How To Structure Data Science Teams for Scalable Growth

With the “unicorn” definition of the data scientist decomposing, businesses are beginning to scale up data science teams by hiring candidates with unique skill sets. The roles within these teams are becoming more apparent, and the technical skills needed are becoming more niche.

On the business skills side, positions such as analytic translators are beginning to serve as product managers. These individuals are armed with a practical understanding of AI capabilities, a solid business background, and an understanding of the company’s business drivers. This combination allows them to effectively act as a liaison between the business stakeholders and the data science team in order to prioritize projects and features by what addresses the business challenges. This central position enables the business and technical sides to align better.

On the IT skills side, the evolution of data engineers from batch ETL data processing to more API- and streaming-based applications has helped with the transition to supporting AI-enabled applications. The introduction of machine learning engineers has dramatically helped IT departments to understand the analytic products being built by the data science algorithm teams.

Successful data science teams typically take a blended approach. These teams encompass business, data science, and IT team members who can align goals, resources, and skill sets to execute data science projects successfully. Finding the talent necessary to build these teams is, of course, a challenge in its own right. But even when companies find the talent, scaling a data science team is far different than scaling other types of teams. Scaled incorrectly or sloppily, businesses will find themselves with operational inefficiencies and multiple misunderstandings.

Decide how to scale

One mistake companies make when scaling a data science team is hiring without organization. This leads to hiring overlapping skill sets and leaving gaps on the team. Businesses usually opt to scale by function or by expertise. The former relies on hiring by role, whether that candidate will work on the business intelligence team, IT side, or product side. The latter means hiring by knowledge and specialty. The CIO or CDO, whoever handles building out the data team, should always make sure information gaps are filled, meaning the IT, business, and data science teams work together with aligned interests. Once management decides how to scale, hiring can begin.

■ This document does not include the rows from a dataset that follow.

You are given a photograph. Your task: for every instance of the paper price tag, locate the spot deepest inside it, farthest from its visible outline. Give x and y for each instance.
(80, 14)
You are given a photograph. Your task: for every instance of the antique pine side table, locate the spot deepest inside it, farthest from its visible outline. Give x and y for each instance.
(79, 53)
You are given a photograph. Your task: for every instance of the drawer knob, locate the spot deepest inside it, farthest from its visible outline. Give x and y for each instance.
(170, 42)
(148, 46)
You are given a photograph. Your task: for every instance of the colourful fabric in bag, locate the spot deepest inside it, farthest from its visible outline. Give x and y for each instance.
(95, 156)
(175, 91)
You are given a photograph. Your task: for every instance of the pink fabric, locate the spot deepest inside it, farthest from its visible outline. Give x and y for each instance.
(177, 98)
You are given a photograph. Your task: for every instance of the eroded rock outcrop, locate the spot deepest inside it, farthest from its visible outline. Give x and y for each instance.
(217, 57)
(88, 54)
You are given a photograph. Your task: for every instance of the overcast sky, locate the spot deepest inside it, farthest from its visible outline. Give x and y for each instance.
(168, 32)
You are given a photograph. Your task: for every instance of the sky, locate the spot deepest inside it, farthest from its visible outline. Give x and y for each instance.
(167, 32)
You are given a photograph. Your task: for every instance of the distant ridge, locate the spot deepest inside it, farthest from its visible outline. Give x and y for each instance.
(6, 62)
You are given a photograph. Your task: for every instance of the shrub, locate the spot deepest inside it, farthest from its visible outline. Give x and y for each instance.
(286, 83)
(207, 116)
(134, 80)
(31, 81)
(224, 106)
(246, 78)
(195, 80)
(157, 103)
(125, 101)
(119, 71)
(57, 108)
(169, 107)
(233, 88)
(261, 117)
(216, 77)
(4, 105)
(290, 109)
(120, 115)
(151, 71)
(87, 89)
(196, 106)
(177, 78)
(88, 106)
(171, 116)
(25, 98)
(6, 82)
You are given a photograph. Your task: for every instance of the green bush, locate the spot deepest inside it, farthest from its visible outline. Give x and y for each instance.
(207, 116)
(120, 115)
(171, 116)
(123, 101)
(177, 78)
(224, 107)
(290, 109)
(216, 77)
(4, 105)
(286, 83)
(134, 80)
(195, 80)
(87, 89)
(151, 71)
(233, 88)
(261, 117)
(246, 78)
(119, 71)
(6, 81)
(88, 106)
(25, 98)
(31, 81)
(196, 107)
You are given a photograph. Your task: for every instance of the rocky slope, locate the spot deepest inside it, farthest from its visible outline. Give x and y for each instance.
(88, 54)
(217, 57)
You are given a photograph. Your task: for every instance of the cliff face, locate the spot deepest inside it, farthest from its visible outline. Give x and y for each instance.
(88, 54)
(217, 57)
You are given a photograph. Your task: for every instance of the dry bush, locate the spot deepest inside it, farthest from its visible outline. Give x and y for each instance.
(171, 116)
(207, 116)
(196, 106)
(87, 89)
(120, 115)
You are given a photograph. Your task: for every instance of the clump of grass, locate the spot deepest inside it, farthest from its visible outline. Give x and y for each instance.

Ensure proper infrastructure

Data officers should examine the state of the company’s data infrastructure and review the IT infrastructure in place. It’s important to review items such as network compatibility (especially between legacy systems and newer software), extract-transform-load (ETL) process, documentation (or lack thereof) of processes and databases, etc. Does the infrastructure support data science projects? Is there a data lake? Will it run on-premises, in a public cloud, or using some hybrid approach? What is plan to support both batch and streaming use cases?  Will new hires be able to build and test models and move them into production? If not, what hinders that process? Scaling up a data science team without proper infrastructure will bottleneck the process, frustrate the team members, and result in immense production delays.

Assign clear roles and responsibilities

Failing to assign roles inside the data team causes confusion, and failing to assign external roles causes many big data projects to fail. Business teams will need to interact with the data science team; who is responsible for aligning business and data science teams? If the sales department has a request, who handles that? Who prioritizes work requests? Who executes them? And who sends reports? Who, ultimately, is responsible for the final product?

Especially when companies keep the IT, data, and business teams separate, questions like this cause delays in production. Of course, if a CDO arms the data science team with an IT and business support lead, then the confusion diminishes. Each member of the team must have an established role, and while that may shift, each person understands his or her responsibilities. And while it’s not necessarily the data science team’s responsibility, it’s crucial to establish a clear line between the IT and business teams and continuously review goals to set expectations on all ends.

Establish a standardized workflow and toolkit

Tool sprawl is a common problem among data scientists. Leaders must organize and standardize the tools and technologies that the team uses including deployment tools, programming languages, model serialization, code editors, etc. Each new hire should be onboarded with a standardized workflow, a set of coding standards, and a set of development tools.

The data science challenge

The challenge of scaling a data science team is one that will presumably linger for years to come since more companies are investing in big data. Research found that 78% of companies claim that big data has the potential to fundamentally change the way they do business in the upcoming one to three years, and 71% of companies believe big data will generate new revenue opportunities.

Data science team leaders should ensure proper infrastructure and organization before taking on many new hires. Furthermore, establishing a clear way of working will lessen confusion and lead to a more cohesive team.